The Outbreaks report finds that Mississippi's ability to prevent and control infectious disease outbreaks is hampered by outdated systems and limited resources.  Rich Hamburg, Deputy Director at Trust for Americas Health, co-author of the study explains some of the factors that make the state so vulnerable.

" One of them is related to whether or not public health funding went up or down. Several are related to vaccination rates. You know we have one on HPV. There's an indicator on whether or not a state mandates that healthcare facilities in their state report healthcare related infections and Mississippi does not do that.  And that's an area where one in 20 patients are contracting healthcare related infections."

He says the report also shows additional concerns.

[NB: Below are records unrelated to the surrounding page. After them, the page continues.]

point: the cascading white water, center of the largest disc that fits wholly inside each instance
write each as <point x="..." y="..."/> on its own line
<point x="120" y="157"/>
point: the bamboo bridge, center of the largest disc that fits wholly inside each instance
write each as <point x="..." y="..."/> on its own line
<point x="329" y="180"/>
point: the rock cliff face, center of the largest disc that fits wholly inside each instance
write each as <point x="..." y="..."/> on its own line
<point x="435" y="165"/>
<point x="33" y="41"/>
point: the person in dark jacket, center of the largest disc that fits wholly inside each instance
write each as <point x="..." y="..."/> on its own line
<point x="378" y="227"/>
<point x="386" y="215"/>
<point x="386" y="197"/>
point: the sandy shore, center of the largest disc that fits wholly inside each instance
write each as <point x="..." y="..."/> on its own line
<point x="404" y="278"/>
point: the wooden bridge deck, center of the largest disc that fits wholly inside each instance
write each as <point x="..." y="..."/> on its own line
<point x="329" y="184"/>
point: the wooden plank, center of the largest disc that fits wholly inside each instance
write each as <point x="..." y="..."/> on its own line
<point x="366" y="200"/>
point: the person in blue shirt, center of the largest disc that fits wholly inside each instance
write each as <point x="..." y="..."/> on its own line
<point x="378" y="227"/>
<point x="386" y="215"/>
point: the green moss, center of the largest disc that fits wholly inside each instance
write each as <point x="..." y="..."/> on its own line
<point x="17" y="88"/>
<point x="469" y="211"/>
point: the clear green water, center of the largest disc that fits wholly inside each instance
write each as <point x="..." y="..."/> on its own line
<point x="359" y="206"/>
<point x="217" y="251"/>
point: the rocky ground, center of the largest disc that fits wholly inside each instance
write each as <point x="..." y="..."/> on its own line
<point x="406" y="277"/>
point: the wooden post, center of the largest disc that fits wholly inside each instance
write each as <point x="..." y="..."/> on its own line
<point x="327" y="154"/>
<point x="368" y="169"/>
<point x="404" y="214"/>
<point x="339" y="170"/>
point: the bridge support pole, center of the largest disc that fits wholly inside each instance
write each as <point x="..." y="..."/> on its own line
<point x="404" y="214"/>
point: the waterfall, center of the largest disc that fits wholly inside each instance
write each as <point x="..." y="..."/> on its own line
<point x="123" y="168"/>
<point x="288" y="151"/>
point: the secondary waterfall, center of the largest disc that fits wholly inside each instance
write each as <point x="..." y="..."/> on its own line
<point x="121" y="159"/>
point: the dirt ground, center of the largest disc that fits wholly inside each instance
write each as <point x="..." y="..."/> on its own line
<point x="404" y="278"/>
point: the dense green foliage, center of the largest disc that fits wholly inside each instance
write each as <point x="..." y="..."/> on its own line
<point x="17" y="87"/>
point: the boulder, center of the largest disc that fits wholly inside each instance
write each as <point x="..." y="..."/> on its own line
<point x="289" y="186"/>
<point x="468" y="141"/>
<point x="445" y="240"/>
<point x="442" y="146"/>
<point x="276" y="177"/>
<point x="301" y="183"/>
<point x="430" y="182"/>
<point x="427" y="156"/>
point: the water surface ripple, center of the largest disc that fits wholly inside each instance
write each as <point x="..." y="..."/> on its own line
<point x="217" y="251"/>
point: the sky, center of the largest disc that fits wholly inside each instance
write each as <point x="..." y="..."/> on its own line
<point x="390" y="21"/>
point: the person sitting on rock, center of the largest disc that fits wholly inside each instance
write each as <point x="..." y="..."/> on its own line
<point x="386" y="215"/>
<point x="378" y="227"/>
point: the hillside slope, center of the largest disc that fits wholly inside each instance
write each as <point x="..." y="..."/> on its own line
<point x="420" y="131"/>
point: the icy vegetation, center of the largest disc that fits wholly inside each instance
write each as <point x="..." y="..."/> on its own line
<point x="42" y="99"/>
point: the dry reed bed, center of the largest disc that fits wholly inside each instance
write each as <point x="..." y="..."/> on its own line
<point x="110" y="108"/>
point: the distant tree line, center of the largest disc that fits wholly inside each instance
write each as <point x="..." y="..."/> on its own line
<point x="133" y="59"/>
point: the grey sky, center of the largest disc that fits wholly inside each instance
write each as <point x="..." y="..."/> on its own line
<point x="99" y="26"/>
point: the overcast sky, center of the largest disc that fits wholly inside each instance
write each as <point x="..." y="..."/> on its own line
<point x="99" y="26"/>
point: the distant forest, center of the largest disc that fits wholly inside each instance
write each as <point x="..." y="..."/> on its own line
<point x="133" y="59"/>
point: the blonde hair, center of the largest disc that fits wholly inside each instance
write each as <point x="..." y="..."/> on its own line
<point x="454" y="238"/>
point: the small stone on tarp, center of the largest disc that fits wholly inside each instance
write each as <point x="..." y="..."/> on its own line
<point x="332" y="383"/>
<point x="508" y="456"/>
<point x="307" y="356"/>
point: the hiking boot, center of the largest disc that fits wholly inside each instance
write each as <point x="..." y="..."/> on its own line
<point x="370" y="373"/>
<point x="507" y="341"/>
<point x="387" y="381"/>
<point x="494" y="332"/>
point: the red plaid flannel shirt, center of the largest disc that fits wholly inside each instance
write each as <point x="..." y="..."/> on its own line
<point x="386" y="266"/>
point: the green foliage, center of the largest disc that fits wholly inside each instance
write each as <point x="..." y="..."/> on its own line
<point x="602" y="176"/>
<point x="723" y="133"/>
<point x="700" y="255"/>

"Three of them on surge capacities, whether public health laboratories can respond to a major outbreak. And the last one is whether or not the state covers routine HIV screening under their Medicaid program and for that one Mississippi did not get a point."

While there is plenty of room for improvement, State Epidemiologist, Thomas  Dobbs says Mississippi is already close to making measurable progress on a number of issues including healthcare associated infection reporting.

"We're working on accomplishing that within the next month so that would be a pretty easy next target. We're relatively close on our Pertussis vaccination. We're in the mid 80's and 90 percent is the target and I think that we can hopefully get there next year. Something easy as getting Medicaid to offer testing for HIV that's actually going to be part of the Affordable Care Act provisions too so I think that's one that we'll be able to hit as well.

Mississippi scored four out 10 on key policy indicators that protect its citizens against infectious disease threats. Lawayne Childrey, MPB News.